TREMONTON - By Cari Doutre - March 10, 2020
A big honor, but an even bigger accomplishment, for students, teachers and staff at Alice C. Harris Intermediate School in Tremonton has added a very prestigious distinction to the school – and maybe even some bragging rights.
Harris Intermediate has been announced one of 2020's schools in the Utah Schools to Watch program. This is an honor that recognizes mid-level age schools for students, 11-15 years old that exemplify educational practices that promote development and positive learning experiences.
Bear River Middle School in Garland is also part of the Utah Schools to Watch program. They first received that distinction four years ago and last year repeated the title.
Harris Intermediate School Principal Alison Williams and Vice Principal Todd Barrow began the application process with Utah Schools to Watch program last year. It included plenty of data gathering and a lengthy 15-20-page narrative about the school.
One of the other requirements was that school must meet the criteria to become a part of the Utah Schools to Watch program.
The four criteria that must be met, and evidence must be presented, are organizational leadership, developmental responsiveness, social equity and academic excellence.
Harris Intermediate met all those requirements and passed the test - and did so with flying colors.
Getting word that Harris Intermediate earned the distinction was a very memorable experience.
“That was the exciting part. We worked hard for years to build a good school and then to realize that we meet these criteria that are already there,” Williams said.
“Our parents need to see the good things that we’re doing here and our students need to be recognized too as well as the teachers who work so hard to make sure we do have all those things in place,” she added.
Barrow’s previous experience with programs similar to Utah Schools to Watch also played a major role in helping the school receive this distinction.
“Last year was my first year here. I saw that there were a lot of teachers here who are doing a lot of really great things,” Barrow said. “It reminded me of my last school in Colorado and I thought they (the school) needed to be recognized for some of the cool things we do here.” Story continues below...

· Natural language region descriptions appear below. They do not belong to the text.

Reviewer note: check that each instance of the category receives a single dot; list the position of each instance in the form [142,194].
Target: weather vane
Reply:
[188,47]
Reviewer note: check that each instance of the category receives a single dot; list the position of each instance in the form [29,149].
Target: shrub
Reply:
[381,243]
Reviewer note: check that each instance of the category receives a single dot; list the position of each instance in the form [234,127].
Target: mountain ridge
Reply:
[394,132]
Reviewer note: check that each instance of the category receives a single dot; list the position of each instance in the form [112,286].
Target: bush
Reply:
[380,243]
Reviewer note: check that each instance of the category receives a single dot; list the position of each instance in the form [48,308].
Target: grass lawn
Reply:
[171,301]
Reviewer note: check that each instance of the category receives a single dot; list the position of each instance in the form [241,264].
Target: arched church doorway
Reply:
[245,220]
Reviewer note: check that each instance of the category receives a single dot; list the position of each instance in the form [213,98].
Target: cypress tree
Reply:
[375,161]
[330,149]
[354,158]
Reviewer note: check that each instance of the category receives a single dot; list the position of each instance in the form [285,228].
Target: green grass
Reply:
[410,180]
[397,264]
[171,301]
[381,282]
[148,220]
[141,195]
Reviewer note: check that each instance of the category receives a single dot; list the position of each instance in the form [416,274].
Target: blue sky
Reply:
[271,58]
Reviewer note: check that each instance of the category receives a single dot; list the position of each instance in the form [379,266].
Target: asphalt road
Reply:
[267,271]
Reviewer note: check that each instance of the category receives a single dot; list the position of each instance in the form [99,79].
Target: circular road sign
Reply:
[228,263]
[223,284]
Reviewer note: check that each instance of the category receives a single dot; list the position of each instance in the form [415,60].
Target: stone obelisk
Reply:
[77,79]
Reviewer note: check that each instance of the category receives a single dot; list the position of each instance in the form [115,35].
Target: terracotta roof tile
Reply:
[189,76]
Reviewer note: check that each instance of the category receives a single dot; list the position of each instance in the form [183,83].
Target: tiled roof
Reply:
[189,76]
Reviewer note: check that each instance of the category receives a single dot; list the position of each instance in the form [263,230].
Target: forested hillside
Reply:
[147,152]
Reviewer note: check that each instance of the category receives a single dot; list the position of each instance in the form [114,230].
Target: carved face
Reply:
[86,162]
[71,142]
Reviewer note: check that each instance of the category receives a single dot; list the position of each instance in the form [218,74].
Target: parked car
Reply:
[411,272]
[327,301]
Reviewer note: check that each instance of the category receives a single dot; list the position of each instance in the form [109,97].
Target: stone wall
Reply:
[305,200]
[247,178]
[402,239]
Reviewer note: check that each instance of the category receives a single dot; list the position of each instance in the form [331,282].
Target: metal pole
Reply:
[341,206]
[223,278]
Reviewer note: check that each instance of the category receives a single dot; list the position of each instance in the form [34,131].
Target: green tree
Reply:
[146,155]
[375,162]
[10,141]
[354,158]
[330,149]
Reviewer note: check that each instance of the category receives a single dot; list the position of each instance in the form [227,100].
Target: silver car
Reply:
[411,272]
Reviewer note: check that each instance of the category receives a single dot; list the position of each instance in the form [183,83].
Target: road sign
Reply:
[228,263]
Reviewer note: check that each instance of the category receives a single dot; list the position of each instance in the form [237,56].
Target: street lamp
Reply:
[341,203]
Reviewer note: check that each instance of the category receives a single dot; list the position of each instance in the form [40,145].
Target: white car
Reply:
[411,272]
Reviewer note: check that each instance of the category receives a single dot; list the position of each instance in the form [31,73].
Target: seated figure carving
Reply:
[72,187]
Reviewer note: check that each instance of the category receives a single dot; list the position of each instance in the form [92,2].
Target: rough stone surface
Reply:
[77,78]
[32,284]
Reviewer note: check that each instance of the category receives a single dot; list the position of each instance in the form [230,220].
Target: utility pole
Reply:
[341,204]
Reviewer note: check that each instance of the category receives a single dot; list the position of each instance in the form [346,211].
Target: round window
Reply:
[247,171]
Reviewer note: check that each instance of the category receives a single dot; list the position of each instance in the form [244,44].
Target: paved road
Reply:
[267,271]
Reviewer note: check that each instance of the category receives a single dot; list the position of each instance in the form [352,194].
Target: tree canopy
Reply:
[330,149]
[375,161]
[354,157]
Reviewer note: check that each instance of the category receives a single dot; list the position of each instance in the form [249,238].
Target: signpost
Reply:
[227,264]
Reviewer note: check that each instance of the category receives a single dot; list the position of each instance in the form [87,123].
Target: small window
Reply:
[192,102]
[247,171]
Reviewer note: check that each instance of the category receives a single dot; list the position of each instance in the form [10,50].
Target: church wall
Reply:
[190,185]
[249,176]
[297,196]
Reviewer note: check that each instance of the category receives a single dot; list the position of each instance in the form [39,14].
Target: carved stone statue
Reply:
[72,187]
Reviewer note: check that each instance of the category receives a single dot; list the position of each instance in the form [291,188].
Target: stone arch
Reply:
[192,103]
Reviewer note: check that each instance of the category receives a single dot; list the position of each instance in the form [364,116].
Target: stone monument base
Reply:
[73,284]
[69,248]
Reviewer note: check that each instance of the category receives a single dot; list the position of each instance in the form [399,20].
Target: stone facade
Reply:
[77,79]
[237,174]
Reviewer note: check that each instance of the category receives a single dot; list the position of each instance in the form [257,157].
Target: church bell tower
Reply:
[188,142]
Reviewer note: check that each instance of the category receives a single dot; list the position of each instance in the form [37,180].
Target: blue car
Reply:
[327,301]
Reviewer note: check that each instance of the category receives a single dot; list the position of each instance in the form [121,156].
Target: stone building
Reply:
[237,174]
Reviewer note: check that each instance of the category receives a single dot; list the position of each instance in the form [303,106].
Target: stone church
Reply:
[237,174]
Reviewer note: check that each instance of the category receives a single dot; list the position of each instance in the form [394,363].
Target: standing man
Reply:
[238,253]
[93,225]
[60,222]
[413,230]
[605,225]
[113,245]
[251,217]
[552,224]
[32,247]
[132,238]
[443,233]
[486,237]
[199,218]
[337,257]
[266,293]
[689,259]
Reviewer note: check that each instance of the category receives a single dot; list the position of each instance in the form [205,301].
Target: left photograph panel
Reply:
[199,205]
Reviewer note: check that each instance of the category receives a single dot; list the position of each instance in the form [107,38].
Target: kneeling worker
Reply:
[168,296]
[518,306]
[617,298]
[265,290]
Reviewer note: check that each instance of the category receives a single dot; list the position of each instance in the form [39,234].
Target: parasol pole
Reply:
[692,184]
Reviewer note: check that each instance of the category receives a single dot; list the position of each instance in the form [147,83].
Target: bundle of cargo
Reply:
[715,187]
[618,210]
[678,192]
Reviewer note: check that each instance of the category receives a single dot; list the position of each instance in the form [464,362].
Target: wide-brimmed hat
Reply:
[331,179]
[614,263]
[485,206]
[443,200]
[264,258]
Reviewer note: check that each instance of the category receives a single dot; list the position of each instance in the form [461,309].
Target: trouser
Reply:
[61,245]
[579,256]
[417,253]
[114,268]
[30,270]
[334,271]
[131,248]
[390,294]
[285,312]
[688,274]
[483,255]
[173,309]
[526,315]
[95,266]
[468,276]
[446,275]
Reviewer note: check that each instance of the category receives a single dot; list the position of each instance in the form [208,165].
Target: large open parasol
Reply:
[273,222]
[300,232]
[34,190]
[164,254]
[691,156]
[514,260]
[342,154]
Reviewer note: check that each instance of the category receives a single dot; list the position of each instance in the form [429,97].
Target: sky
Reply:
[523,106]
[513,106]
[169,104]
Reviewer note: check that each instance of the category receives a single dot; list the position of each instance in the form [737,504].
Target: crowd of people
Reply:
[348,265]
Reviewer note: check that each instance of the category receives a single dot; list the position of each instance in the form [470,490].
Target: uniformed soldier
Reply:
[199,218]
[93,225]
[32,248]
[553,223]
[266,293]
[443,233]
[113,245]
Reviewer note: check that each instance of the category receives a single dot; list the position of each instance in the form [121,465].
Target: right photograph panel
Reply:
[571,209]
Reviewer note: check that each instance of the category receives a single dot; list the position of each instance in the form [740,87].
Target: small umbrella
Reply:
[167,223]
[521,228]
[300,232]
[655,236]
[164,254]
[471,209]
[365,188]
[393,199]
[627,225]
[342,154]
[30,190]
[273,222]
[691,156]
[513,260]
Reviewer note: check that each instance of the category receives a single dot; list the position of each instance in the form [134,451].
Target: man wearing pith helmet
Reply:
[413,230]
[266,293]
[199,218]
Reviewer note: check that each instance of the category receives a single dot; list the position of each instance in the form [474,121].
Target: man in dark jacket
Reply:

The main premise for the Utah Schools to Watch program is to focus on the unique needs of students in this age range by offering resources and networking capabilities.
“Students grow more in this age than any other time except one to two years old. We need to recognize that this is a very unique age. Then we do things at our school that helps them to develop in all of those areas in a positive way,” Williams said.
The distinction of a Utah School to Watch also helps teachers and staff maintain those positive school practices that help students progress and learn.
“I think the main reason that you want this distinction is to help you stay focused on what you’re really doing and what the purpose is for this age group,” Williams said.
Another benefit to this distinction is a network that allows schools to observe and learn from other schools in the program. Now that Harris Intermediate is part of the Utah Schools to Watch program, they can offer those same learning opportunities to other schools.
“It’s all just about learning and continuous improvement and networking and working with other schools,” Barrow said. “All to meet the needs of the mid-level age students and their unique needs.”
Harris Intermediate School will have the distinction as a member of the Utah Schools to Watch program for three years. Story continues below...
To celebrate this honor there will be a ceremony on April 10, 2020, at Harris Intermediate that will include the state director over the Utah Schools to Watch program, members of the Box Elder School District and local dignitaries. The school will also receive a banner and a plaque.
The ceremony will also include a special appearance by Harris Intermediate’s very first principal, Mary Kay Kirkland. Kirkland is set to speak at the event and was a big advocate for this cause prior to her retirement.
Principal Kirkland won’t be the only past principal invited to attend. Harris Intermediate has invited all past principals from the school to join in on the celebration.
The ceremony will also include performances by the Harris Intermediate band, orchestra and choir so that, “we make it a big deal,” Williams added.
This June, Williams, Barrow and a group of teachers and staff at Harris Intermediate, will attend the National Schools to Watch conference in Washington D.C. The conference will provide resources and training for educators to implement at their schools.
“The more that they are involved in this whole process the more it spreads throughout the faculty. It really does have an impact there, which is what we’re after,” Williams said.
However, the April 10, ceremony won’t be the first time Harris Intermediate has been recognized for earning the distinction.
Barrow, along with Bear River Middle School Principal Eldon Peterson, took a group of students from both schools to Salt Lake City to be a part of a Utah legislator session on Feb. 27.
Both local schools were recognized on the House floor and students were given the opportunity to sit with their local state representative, Joel Ferry.
State Senator Scott Sandall also got wind of the schools’ visit and kept the recognitions going with a visit to the State Senate’s session that day.
In the end, the honor and distinction as a Utah School to Watch boils down to one important thing.
“It’s to recognize the amazing things our students and teachers are doing here,” Williams said.